I created a program in Python with opencv
and matplotlib
to inspect your result, then I found the Surname
and e-Mail Address
both come out, but the House
and Country
not, as the figure below.
Here is my code for drawing.
import cv2
import matplotlib.pyplot as plt
import json
import numpy as np
json_file = open('sample.json')
json_dict = json.load(json_file)
page = json_dict['pages'][0]
height = page['height']
keyValuePairs = page['keyValuePairs']
key_boundingBoxes = [np.int64(key['boundingBox']) for keyValuePair in keyValuePairs for key in keyValuePair['key']]
key_texts = [key['text'] for keyValuePair in keyValuePairs for key in keyValuePair['key']]

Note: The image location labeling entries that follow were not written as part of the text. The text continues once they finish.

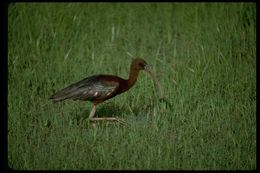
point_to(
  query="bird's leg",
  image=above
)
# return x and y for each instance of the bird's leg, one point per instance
(93, 111)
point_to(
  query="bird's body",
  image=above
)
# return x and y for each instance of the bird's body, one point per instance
(99, 88)
(96, 89)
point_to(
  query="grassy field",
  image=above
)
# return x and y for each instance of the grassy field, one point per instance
(204, 55)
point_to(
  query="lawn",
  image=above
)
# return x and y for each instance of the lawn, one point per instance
(204, 55)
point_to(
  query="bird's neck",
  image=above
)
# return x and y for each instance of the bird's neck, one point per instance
(132, 77)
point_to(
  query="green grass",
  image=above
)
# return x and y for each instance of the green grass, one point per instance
(203, 53)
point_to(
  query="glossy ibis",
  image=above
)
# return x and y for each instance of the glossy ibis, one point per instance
(99, 88)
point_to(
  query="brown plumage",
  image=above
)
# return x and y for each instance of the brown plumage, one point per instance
(99, 88)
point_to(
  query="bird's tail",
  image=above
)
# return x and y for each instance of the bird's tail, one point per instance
(63, 94)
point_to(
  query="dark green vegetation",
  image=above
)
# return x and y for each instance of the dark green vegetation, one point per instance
(203, 54)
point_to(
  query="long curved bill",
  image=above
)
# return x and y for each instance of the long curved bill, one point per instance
(158, 86)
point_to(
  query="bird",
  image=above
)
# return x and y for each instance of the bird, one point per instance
(101, 87)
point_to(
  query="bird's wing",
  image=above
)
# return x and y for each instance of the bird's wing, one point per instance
(96, 90)
(90, 88)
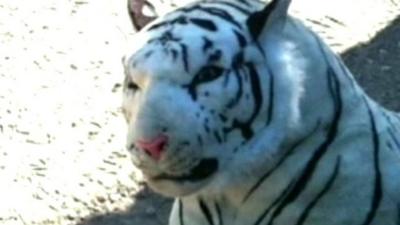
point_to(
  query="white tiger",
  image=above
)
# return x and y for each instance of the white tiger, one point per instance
(244, 116)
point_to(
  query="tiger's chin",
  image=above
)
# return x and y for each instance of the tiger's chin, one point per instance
(176, 186)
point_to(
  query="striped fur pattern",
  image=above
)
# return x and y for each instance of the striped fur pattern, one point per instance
(266, 125)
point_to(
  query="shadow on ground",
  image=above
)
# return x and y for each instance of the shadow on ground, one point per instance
(376, 65)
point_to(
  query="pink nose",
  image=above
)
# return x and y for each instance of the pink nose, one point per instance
(153, 147)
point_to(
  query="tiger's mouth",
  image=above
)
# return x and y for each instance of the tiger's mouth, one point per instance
(203, 170)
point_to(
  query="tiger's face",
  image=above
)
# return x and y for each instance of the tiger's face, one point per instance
(192, 98)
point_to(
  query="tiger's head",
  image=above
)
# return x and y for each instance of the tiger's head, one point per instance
(198, 95)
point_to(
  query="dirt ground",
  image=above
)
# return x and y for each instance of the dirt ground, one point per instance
(62, 157)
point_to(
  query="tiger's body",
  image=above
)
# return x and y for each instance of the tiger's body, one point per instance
(247, 118)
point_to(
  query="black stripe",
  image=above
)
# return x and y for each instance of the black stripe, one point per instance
(277, 165)
(326, 188)
(256, 90)
(311, 166)
(208, 44)
(205, 24)
(377, 193)
(180, 209)
(185, 57)
(245, 127)
(232, 103)
(219, 13)
(271, 97)
(219, 214)
(206, 212)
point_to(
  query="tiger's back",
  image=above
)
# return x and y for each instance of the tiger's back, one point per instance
(282, 132)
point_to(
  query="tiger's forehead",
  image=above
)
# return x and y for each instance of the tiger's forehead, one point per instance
(185, 42)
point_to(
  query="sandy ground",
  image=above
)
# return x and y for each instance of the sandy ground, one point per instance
(62, 157)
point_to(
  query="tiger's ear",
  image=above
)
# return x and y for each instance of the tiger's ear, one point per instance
(269, 19)
(138, 14)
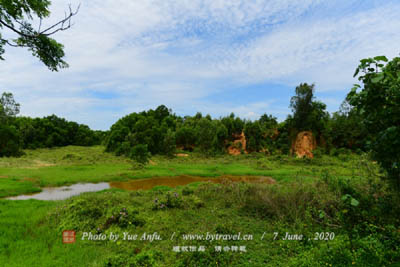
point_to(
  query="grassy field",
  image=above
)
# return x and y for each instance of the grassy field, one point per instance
(344, 195)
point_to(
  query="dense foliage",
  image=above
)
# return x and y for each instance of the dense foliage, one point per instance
(18, 133)
(17, 16)
(378, 105)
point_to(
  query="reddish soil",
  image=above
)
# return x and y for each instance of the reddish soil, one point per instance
(304, 144)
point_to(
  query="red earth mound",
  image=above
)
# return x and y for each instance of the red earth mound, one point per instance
(304, 144)
(239, 144)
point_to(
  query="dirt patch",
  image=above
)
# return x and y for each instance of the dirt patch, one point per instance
(304, 144)
(239, 145)
(36, 164)
(182, 155)
(174, 181)
(40, 163)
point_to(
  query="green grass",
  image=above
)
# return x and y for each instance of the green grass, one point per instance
(306, 199)
(68, 165)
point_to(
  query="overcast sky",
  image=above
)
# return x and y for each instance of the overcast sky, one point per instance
(212, 56)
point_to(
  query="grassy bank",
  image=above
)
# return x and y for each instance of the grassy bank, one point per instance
(68, 165)
(344, 198)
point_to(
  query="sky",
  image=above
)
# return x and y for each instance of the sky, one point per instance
(209, 56)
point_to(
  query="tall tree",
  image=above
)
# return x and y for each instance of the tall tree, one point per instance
(17, 16)
(10, 141)
(308, 114)
(378, 103)
(8, 106)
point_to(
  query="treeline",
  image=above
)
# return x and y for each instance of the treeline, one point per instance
(17, 133)
(160, 131)
(368, 120)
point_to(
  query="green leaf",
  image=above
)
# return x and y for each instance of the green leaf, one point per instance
(381, 58)
(378, 78)
(357, 71)
(354, 202)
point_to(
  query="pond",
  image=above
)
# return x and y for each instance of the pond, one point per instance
(64, 192)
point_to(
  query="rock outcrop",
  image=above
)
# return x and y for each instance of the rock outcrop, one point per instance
(304, 144)
(239, 145)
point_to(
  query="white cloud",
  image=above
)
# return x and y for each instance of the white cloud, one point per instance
(179, 53)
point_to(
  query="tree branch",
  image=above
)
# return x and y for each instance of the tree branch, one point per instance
(33, 34)
(62, 22)
(13, 29)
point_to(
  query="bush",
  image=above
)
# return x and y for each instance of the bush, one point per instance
(140, 154)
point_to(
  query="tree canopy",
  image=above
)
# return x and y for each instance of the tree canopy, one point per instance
(17, 16)
(378, 104)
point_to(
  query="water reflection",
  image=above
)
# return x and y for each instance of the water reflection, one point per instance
(146, 184)
(64, 192)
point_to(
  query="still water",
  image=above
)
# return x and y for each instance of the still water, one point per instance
(64, 192)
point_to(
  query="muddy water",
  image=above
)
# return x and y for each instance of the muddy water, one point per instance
(64, 192)
(146, 184)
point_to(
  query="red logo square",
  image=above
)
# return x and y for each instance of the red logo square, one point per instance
(68, 236)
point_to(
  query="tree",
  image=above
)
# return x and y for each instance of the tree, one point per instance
(307, 113)
(17, 16)
(10, 141)
(8, 106)
(378, 104)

value_texts = [value['text'] for keyValuePair in keyValuePairs for value in keyValuePair['value']]
print(key_texts)
value_boundingBoxes = [np.int64(value['boundingBox']) for keyValuePair in keyValuePairs for value in keyValuePair['value']]
img = cv2.imread("sample.jpg")
img = cv2.cvtColor(img, cv2.COLOR_BGR2RGB)

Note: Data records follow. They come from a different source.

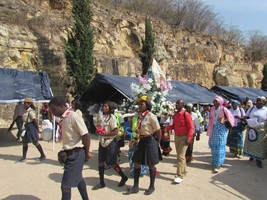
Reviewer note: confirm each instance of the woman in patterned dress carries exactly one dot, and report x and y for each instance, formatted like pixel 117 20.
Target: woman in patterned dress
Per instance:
pixel 256 143
pixel 217 132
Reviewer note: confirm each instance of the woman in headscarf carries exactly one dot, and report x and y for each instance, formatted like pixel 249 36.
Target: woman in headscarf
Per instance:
pixel 256 142
pixel 217 132
pixel 236 135
pixel 149 132
pixel 32 130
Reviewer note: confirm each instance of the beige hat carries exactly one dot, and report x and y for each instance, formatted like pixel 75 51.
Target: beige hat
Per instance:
pixel 28 100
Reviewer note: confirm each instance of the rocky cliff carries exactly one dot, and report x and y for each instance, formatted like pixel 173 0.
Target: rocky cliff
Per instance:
pixel 33 32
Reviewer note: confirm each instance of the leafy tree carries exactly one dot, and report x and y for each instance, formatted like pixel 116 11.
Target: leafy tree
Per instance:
pixel 264 79
pixel 148 49
pixel 79 47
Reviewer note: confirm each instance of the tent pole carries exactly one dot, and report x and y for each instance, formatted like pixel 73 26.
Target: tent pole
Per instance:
pixel 53 133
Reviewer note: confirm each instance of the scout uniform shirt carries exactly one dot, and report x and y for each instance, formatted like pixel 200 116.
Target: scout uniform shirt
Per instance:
pixel 73 128
pixel 149 124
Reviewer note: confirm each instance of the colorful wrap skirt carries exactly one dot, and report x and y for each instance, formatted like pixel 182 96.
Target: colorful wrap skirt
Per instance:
pixel 217 144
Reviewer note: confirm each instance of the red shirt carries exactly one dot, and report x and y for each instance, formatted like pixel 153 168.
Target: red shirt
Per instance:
pixel 183 124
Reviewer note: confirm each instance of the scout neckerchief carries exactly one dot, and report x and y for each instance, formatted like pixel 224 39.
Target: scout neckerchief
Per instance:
pixel 140 119
pixel 66 113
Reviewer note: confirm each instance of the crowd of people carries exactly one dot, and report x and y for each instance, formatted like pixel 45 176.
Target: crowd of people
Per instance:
pixel 240 125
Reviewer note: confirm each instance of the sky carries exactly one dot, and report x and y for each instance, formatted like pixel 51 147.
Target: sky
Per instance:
pixel 246 15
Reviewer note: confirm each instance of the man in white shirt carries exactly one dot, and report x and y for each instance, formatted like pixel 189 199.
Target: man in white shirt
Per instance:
pixel 189 151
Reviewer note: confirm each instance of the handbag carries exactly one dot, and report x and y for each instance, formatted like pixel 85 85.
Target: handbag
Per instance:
pixel 133 145
pixel 226 122
pixel 23 132
pixel 62 157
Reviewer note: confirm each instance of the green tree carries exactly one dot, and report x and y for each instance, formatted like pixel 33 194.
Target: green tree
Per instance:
pixel 264 79
pixel 79 48
pixel 148 49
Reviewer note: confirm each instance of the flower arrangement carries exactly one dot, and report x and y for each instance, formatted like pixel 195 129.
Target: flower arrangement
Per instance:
pixel 156 92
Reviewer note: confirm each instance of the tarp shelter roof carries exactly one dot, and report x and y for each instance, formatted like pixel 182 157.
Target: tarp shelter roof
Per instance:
pixel 239 92
pixel 115 88
pixel 16 85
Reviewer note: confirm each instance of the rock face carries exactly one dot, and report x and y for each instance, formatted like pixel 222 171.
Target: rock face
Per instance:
pixel 33 33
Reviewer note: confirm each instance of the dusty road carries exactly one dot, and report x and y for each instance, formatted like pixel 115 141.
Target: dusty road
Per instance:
pixel 31 180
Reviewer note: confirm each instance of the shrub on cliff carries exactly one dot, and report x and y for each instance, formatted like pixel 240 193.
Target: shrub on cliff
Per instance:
pixel 148 49
pixel 79 48
pixel 264 79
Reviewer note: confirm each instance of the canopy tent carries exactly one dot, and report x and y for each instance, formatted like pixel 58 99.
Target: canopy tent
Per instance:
pixel 115 88
pixel 16 85
pixel 190 93
pixel 239 92
pixel 109 87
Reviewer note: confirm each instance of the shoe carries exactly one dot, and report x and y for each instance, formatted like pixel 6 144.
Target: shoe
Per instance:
pixel 177 180
pixel 42 158
pixel 99 186
pixel 123 181
pixel 23 159
pixel 149 191
pixel 216 169
pixel 132 190
pixel 251 159
pixel 259 164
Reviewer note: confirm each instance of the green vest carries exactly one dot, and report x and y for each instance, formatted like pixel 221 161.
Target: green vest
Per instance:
pixel 120 127
pixel 134 123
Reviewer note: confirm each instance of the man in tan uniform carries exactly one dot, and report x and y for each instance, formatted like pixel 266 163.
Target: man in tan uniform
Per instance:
pixel 76 144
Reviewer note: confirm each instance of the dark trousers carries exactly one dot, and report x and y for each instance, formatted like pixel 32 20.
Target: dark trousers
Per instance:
pixel 19 125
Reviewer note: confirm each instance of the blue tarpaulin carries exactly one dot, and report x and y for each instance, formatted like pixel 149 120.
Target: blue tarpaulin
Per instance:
pixel 239 93
pixel 115 88
pixel 16 85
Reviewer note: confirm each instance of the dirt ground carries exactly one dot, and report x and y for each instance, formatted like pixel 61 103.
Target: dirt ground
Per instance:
pixel 31 180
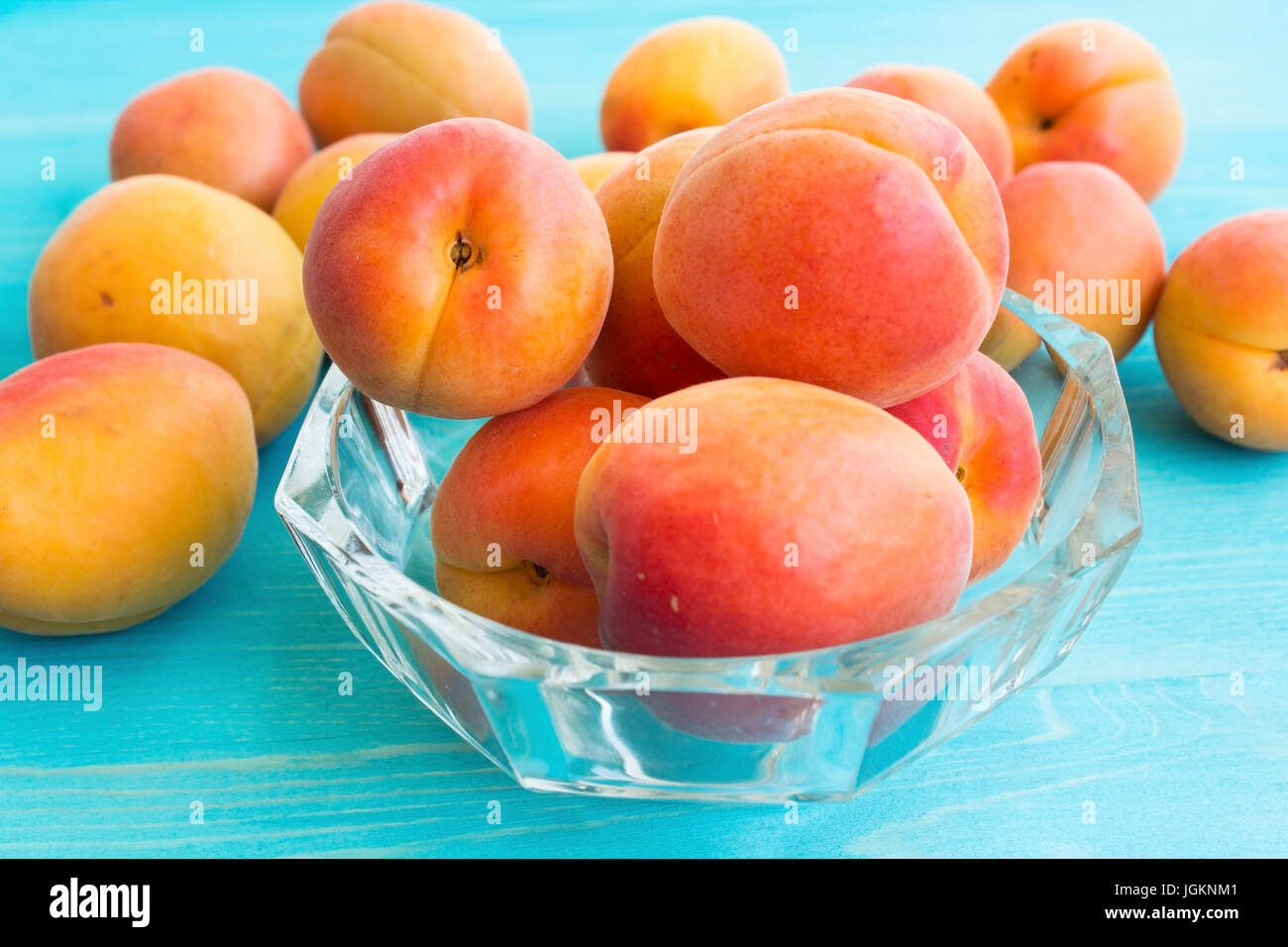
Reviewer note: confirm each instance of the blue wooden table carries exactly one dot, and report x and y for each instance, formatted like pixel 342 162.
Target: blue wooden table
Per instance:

[cv2.rectangle(img, (boundingBox[0], height - boundingBox[1]),(boundingBox[4], height - boundingBox[5]) ,(0,255,0), 3) for boundingBox in key_boundingBoxes]
[cv2.rectangle(img, (boundingBox[0], height - boundingBox[1]),(boundingBox[4], height - boundingBox[5]) ,(255,0,0), 3) for boundingBox in value_boundingBoxes]
plt.figure()
plt.imshow(img)
plt.axis('off')
plt.show()
Ofcourse, it's not related to improve the accuracy.
Per my experience, easily to improve the accuracy is to feed the training model with more images, because you were using Azure Cognitive Service which algorithm you can not change.